In either case, the force applied is 110 N. That doesn't change. What changes then?

The problem tells you when the force applied is perfectly horizontal - the friction is "twice as great." But what is friction?

Friction = mk x Fnormal

Looking at this equation - you know that mk is a constant. Therefore, the only way the friction could be "twice as great" was if the normal force was twice as large.

So, if the normal force is twice as large (when the applied force is perfectly horizontal), it must be half as large when held at it's at an angle.

Let's consider only the vertical forces acting on the object:

You have the downward weight of the object.

You have the upward applied force.

You have the normal force (which we know needs to equal 75 N)

We also know the object isn't accelerating upwards or downwards, so Fnet = 0 N.
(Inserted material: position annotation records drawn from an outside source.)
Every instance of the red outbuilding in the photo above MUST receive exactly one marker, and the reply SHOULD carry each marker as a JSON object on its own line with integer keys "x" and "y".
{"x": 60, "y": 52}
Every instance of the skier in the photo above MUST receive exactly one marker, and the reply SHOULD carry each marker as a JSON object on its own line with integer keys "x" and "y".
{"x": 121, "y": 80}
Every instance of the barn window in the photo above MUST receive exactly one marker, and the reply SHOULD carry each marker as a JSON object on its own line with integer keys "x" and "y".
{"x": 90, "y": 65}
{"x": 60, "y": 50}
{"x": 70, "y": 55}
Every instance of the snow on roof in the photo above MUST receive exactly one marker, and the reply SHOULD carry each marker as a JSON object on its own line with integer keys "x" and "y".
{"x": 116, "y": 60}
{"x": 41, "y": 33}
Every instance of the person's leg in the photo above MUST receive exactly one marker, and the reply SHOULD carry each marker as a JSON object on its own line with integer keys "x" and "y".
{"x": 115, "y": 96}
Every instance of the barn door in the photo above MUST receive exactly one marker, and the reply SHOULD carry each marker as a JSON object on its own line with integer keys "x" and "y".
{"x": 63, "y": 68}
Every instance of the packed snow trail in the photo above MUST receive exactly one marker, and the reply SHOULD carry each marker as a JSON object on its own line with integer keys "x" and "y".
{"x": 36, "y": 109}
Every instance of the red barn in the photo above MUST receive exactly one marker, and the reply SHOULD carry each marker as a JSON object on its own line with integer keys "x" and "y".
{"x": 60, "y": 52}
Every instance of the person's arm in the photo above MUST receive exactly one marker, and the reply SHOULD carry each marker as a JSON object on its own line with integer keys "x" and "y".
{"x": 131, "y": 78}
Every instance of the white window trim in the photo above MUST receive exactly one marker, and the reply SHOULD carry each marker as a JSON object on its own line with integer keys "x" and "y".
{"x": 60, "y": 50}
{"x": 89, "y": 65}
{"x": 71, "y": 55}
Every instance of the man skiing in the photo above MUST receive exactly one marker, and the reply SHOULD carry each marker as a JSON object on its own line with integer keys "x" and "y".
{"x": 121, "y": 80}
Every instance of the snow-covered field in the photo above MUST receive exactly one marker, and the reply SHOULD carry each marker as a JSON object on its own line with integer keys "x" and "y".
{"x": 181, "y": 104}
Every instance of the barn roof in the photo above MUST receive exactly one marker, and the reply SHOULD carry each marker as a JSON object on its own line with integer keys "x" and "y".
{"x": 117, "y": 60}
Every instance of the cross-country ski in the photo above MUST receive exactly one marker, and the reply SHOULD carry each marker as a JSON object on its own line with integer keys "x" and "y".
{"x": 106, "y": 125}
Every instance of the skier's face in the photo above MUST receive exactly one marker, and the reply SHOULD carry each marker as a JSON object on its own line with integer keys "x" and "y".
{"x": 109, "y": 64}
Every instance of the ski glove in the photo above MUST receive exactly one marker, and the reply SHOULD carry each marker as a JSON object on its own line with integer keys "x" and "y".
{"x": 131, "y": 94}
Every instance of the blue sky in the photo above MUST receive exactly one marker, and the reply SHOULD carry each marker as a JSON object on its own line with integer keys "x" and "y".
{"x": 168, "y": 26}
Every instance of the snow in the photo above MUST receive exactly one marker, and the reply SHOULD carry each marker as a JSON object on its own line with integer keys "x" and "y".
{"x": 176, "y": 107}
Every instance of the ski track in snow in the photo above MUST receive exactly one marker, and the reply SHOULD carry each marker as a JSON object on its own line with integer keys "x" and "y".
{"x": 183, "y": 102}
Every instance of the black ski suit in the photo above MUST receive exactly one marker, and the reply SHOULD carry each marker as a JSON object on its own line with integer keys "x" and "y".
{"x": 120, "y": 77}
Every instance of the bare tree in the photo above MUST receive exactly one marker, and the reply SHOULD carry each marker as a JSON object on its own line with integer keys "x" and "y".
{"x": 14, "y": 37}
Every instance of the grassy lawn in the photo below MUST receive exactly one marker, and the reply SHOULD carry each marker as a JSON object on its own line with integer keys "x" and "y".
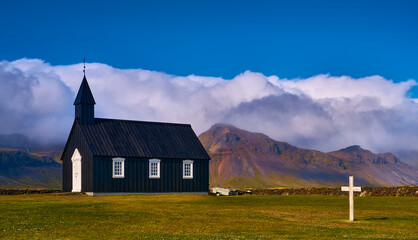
{"x": 63, "y": 216}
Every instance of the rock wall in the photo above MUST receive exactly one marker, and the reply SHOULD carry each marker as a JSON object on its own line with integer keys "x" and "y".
{"x": 28, "y": 191}
{"x": 365, "y": 191}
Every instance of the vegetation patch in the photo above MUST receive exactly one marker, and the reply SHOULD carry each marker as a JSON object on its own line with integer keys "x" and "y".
{"x": 205, "y": 217}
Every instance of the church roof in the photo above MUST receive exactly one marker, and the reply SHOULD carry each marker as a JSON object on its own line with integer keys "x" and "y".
{"x": 84, "y": 95}
{"x": 123, "y": 138}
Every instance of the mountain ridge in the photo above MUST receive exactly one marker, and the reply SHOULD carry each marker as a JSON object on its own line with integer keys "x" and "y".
{"x": 245, "y": 159}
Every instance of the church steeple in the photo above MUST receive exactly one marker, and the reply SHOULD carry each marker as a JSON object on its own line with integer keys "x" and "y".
{"x": 84, "y": 102}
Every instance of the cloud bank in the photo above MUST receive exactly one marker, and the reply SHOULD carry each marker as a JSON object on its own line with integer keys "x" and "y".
{"x": 321, "y": 112}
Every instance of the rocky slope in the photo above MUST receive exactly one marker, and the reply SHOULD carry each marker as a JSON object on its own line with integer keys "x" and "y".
{"x": 21, "y": 169}
{"x": 244, "y": 159}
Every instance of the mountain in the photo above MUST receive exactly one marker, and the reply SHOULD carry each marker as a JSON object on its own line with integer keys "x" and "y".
{"x": 245, "y": 159}
{"x": 21, "y": 169}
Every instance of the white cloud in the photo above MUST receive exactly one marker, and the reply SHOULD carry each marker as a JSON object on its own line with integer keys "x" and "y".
{"x": 323, "y": 112}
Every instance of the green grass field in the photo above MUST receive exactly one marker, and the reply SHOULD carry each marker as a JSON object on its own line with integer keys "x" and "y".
{"x": 52, "y": 216}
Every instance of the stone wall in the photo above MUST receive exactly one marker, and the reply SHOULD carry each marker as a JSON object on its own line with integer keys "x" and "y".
{"x": 28, "y": 191}
{"x": 333, "y": 191}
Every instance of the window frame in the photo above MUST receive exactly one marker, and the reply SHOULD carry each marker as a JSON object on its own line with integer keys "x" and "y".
{"x": 158, "y": 162}
{"x": 122, "y": 161}
{"x": 186, "y": 162}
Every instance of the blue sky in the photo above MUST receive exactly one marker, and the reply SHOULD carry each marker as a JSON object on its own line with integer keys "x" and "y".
{"x": 316, "y": 74}
{"x": 220, "y": 38}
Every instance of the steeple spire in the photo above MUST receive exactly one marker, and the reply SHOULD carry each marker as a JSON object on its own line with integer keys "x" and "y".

Let's set up the equation:

Fnet = 0N = Weight - Fapplied + Normal Force

Normal Force = Weight - Fapplied

75 N = 150 N - 110sin(theta) <== Note: "sin(theta)" because we're only considering the vertical component

110sin(theta) = 150N - 75N

110sin(theta) = 75N

sin(theta) = 75N/110N

sin(theta) = 0.68

So the angle "theta" must equal 42.98 or ~45 degrees if you had to estimate for the MCAT.